Exercise in the right ways
“In my opinion, exercise — including physical therapy — is the most important nonsurgical treatment out there to treat osteoarthritis,” says orthopedic surgeon Timothy Gibson, medical director of the MemorialCare Joint Replacement Center at Orange Coast Medical Center in Fountain Valley, Calif. “It not only strengthens surrounding muscles, to take pressure off joints, but it improves overall function and provides a mental benefit, which can make coping with pain easier.”
In terms of exercise, the most helpful for OA is a combination of aerobics, strength training, and flexibility exercises, says Elaine Husni, vice-chair of Rheumatic and Immunologic Diseases at Cleveland Clinic. But it’s important to tailor workouts to your fitness level. “If a patient has been sedentary, I start them with water-based therapy, like pool aerobics,” she says. “And once they tolerate that, they switch to low-impact, land-based therapy, like walking or biking.”
Husni also recommends tai chi. A 2021 study published in the journal BMC Geriatrics found that older adults with knee OA who engaged in this gentle activity twice a week for 12 weeks performed much better on actions such as single leg stands than those who did not. Another good option is chair yoga. “It’s especially good if you’ve been sedentary, because it takes away the fear of falling, and doesn’t require as much core balance,” Husni says.
If it hurts too much to exercise, ask your doctor whether a course of physical therapy might be warranted. A physical therapist can teach you how to strengthen the muscles around your joints with little or no pain, along with techniques to make daily activities easier, such as going up and down stairs.
For OA flare-ups, you can apply an over-the-counter topical to a painful joint. These include nonsteroidal anti-inflammatories such as Voltaren, and products with capsaicin, such as Zostrix.

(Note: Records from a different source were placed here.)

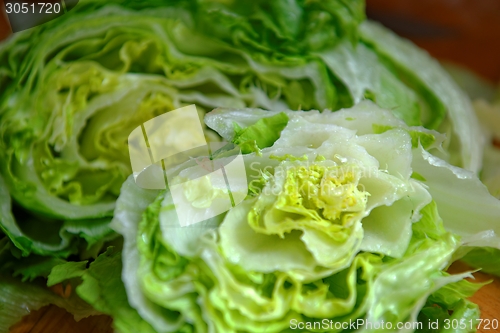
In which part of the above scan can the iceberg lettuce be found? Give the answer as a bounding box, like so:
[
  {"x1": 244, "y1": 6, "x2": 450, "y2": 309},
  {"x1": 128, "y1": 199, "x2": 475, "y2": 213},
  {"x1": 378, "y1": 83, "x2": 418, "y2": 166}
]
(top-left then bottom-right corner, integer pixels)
[
  {"x1": 107, "y1": 102, "x2": 494, "y2": 332},
  {"x1": 0, "y1": 0, "x2": 482, "y2": 256}
]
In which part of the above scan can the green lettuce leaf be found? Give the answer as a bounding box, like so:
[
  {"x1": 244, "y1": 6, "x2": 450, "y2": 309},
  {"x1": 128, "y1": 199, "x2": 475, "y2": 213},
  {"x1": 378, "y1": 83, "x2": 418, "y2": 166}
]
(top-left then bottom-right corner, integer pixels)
[{"x1": 0, "y1": 274, "x2": 99, "y2": 332}]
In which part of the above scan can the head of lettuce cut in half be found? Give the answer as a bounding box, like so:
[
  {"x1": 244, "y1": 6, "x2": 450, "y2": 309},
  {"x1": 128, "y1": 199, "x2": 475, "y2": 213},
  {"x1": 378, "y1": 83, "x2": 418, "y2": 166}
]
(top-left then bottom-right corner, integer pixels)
[
  {"x1": 0, "y1": 0, "x2": 481, "y2": 256},
  {"x1": 107, "y1": 102, "x2": 500, "y2": 332}
]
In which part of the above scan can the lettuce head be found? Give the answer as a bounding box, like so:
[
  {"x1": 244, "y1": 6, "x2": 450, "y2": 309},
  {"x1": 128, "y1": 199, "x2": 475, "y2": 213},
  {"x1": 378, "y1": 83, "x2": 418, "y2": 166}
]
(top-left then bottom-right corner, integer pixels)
[
  {"x1": 0, "y1": 0, "x2": 482, "y2": 257},
  {"x1": 112, "y1": 102, "x2": 500, "y2": 332}
]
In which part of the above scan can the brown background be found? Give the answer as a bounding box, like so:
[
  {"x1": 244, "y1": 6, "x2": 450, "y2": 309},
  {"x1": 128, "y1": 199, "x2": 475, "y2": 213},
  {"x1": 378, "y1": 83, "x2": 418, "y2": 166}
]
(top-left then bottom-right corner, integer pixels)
[{"x1": 0, "y1": 0, "x2": 500, "y2": 333}]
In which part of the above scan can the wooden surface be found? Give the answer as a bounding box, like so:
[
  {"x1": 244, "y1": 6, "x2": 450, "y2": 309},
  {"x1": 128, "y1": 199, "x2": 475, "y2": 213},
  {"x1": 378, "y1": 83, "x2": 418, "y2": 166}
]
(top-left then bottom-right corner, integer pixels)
[{"x1": 0, "y1": 0, "x2": 500, "y2": 333}]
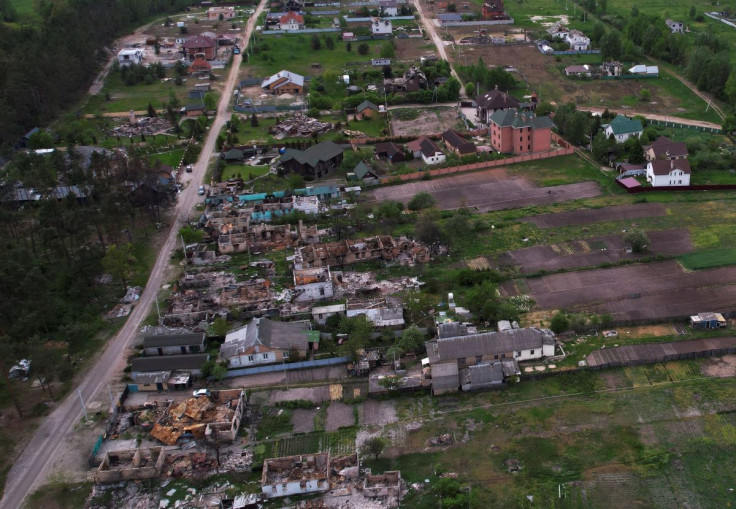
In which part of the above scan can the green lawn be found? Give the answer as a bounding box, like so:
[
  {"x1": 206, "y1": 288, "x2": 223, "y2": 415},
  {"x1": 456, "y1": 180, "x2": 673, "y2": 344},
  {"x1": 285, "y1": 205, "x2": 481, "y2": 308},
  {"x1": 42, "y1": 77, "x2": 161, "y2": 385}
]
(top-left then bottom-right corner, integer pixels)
[
  {"x1": 243, "y1": 33, "x2": 384, "y2": 78},
  {"x1": 222, "y1": 164, "x2": 269, "y2": 182},
  {"x1": 83, "y1": 71, "x2": 195, "y2": 113},
  {"x1": 148, "y1": 148, "x2": 184, "y2": 168}
]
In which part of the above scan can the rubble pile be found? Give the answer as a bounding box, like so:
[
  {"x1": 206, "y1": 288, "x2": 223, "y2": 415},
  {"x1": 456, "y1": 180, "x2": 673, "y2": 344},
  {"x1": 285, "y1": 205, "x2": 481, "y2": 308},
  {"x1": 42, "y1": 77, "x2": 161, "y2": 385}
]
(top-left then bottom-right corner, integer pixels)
[
  {"x1": 109, "y1": 117, "x2": 173, "y2": 137},
  {"x1": 268, "y1": 113, "x2": 335, "y2": 140}
]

For more relief, you may be able to use OTCs such as ibuprofen (Motrin IB, generic) for a short time if you have well-controlled blood pressure, and a healthy liver and kidney, Husni says. Ask your doctor. Otherwise, acetaminophen (Tylenol, generic) may be best.
There are also injectables: steroids, hyaluronic acid and platelet-rich plasma (PRP) — an experimental treatment that uses a patient’s own platelets.
Hyaluronic acid, similar to a substance in the joints, may work for some people, but American Academy of Orthopaedic Surgeons guidelines do not advise it for routine use in OA. PRP has shown some promise for tendon, muscle, and ligament injuries in younger people, but not for moderate to severe OA, Husni says.
“For some people, a certain injection can help their pain for a while,” says Cardozo, who also advises an individualized approach based on factors like the degree of arthritis.